Hi all,
I mailed earlier today, but it doesn't look like the mail went through.
Apologies if you hear from me twice in one day on this same topic.
Here's our situation -
We have a user placing PDFs into DSpace as part of a complex item with multiple
files and file types. She has set some of bitstreams to be hidden, but once
the text has been extracted, despite the fact the actual PDF and TXT file are
hidden, a search will turn up the extracted text.
So - If the name "Ryan Steans" was in a PDF, but that PDF was hidden - the PDF
might be hidden, but my search result in DSpace would turn up "Ryan Steans" and
about 500 characters of text surround that name.
Some additional details on our use case -
* The item itself is public and is set to anonymous READ.
* This particular item has 1 Mp4 and 3 PDF's as bitstreams, all except for
1 PDF are set to anonymous READ.
* None of the bitstreams are set as the primary bitstream for the item.
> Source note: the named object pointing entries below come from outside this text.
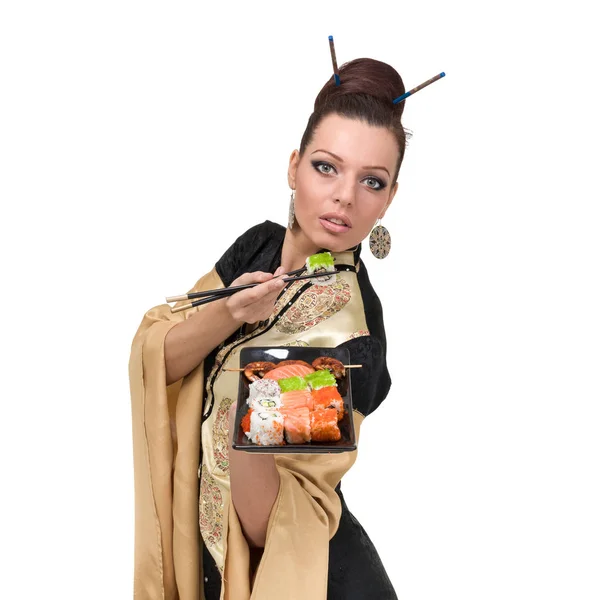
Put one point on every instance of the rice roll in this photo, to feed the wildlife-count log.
(292, 384)
(266, 403)
(266, 428)
(264, 388)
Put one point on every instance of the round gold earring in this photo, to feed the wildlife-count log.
(291, 212)
(380, 241)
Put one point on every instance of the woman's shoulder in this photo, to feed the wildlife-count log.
(251, 251)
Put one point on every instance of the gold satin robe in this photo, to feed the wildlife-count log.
(175, 515)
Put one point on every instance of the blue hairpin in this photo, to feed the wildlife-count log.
(419, 87)
(336, 73)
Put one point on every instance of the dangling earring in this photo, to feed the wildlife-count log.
(380, 241)
(291, 213)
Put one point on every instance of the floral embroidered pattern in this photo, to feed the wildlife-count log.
(358, 333)
(297, 343)
(317, 303)
(210, 510)
(221, 435)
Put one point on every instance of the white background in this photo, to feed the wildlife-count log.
(138, 139)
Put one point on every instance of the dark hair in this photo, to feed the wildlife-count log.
(366, 91)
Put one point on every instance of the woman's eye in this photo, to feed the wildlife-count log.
(327, 166)
(376, 183)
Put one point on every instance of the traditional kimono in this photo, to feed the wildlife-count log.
(189, 543)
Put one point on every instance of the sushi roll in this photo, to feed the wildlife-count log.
(296, 399)
(323, 425)
(292, 384)
(297, 425)
(266, 403)
(263, 388)
(321, 262)
(266, 428)
(328, 397)
(320, 379)
(246, 423)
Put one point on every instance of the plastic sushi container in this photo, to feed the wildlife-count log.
(275, 354)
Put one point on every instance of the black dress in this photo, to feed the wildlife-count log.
(355, 569)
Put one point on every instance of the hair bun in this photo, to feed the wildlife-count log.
(364, 76)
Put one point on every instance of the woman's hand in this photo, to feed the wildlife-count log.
(257, 303)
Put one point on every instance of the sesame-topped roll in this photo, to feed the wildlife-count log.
(264, 388)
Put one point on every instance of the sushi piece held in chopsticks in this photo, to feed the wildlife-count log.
(321, 262)
(266, 428)
(246, 422)
(323, 425)
(333, 365)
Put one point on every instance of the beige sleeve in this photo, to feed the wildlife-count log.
(305, 516)
(166, 446)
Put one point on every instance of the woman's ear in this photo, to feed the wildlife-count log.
(292, 168)
(392, 194)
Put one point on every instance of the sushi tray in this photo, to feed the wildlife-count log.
(294, 400)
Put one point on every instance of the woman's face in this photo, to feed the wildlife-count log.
(345, 174)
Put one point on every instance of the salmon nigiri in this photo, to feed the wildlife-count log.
(286, 371)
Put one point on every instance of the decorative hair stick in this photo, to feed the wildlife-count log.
(336, 72)
(419, 87)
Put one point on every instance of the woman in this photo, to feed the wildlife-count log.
(271, 526)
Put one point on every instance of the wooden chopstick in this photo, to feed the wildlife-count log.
(205, 298)
(223, 291)
(346, 366)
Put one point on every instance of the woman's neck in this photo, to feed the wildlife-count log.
(296, 247)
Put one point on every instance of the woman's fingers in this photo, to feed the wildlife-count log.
(259, 292)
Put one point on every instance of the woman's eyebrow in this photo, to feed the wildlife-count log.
(342, 160)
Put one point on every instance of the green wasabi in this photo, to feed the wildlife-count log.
(291, 384)
(324, 261)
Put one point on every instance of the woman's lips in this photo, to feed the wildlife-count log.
(334, 227)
* the 1 PDF that is set to restricted READ is the one that the media filter
is parsing and inserting into the "fulltext" value in solr... the other 2 PDF's
are not being indexed as fulltext and their contents are not searchable through
Discovery (or searchable in SOLR).
* The generated TXT file from the PDF has the same permissions (restricted)
as the original source bitstream.
The problem is that if you happen to search for anything in the fulltext of the
restricted item, it will show up in the results and the first ~500 chars of the
parsed-restricted-text file are displayed in the search results.
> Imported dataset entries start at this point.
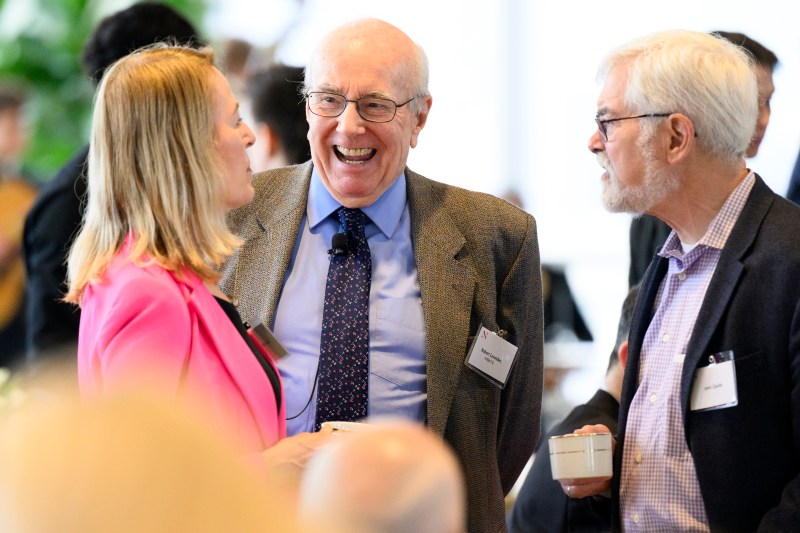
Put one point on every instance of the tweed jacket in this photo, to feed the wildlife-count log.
(478, 263)
(747, 457)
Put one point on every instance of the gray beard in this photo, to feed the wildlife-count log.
(657, 184)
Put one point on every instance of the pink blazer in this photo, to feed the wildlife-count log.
(146, 328)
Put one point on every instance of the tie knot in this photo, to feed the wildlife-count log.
(352, 220)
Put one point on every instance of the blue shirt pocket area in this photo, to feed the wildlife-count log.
(397, 347)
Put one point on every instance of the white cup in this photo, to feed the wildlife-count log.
(581, 456)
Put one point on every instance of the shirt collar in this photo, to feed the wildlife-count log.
(384, 212)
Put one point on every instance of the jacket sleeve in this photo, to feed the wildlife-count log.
(144, 339)
(786, 516)
(521, 314)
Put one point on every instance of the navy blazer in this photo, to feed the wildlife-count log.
(747, 457)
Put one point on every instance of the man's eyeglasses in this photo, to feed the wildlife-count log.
(370, 108)
(602, 124)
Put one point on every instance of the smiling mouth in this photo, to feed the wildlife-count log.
(353, 156)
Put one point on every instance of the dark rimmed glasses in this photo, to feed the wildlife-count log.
(370, 108)
(603, 123)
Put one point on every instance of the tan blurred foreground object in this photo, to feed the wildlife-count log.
(396, 477)
(127, 463)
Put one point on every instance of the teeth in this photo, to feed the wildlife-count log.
(353, 152)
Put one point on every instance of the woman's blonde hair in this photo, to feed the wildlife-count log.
(153, 173)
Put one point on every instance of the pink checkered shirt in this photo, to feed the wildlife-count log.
(659, 488)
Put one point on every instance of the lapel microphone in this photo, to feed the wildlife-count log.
(338, 244)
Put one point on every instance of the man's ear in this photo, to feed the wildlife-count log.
(682, 137)
(622, 351)
(422, 118)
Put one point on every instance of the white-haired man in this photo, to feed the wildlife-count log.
(708, 437)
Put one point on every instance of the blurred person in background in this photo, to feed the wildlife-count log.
(541, 505)
(234, 61)
(167, 160)
(17, 194)
(274, 101)
(647, 232)
(56, 215)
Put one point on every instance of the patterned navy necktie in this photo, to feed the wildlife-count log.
(342, 389)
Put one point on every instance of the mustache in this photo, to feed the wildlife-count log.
(602, 160)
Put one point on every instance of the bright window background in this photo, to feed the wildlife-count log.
(514, 93)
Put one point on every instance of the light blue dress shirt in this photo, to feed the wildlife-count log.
(397, 381)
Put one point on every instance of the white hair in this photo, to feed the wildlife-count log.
(705, 77)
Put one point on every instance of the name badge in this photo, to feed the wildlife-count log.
(491, 356)
(715, 385)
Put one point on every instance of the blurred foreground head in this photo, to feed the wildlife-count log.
(397, 477)
(123, 464)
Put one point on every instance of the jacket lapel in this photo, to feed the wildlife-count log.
(245, 372)
(447, 285)
(273, 222)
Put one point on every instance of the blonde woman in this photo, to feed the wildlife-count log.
(167, 160)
Looking to see if this is something anyone else has seen.
Is this an indexing problem? Have we found a bug?
thanks
Ryan Steans
Director of Operations
Texas Digital Library
512-495-4403
Web: http://www.tdl.org/
Twitter: @TxDigLibrary<http://twitter.com/TXDigLibrary>
Facebook: http://www.facebook.com/texasdigitallibrary
Join the e-mail list: http://tdl.org/news/newsletters/newsletter-signup/
------------------------------------------------------------------------------
New Year. New Location. New Benefits. New Data Center in Ashburn, VA.
GigeNET is offering a free month of service with a new server in Ashburn.
Choose from 2 high performing configs, both with 100TB of bandwidth.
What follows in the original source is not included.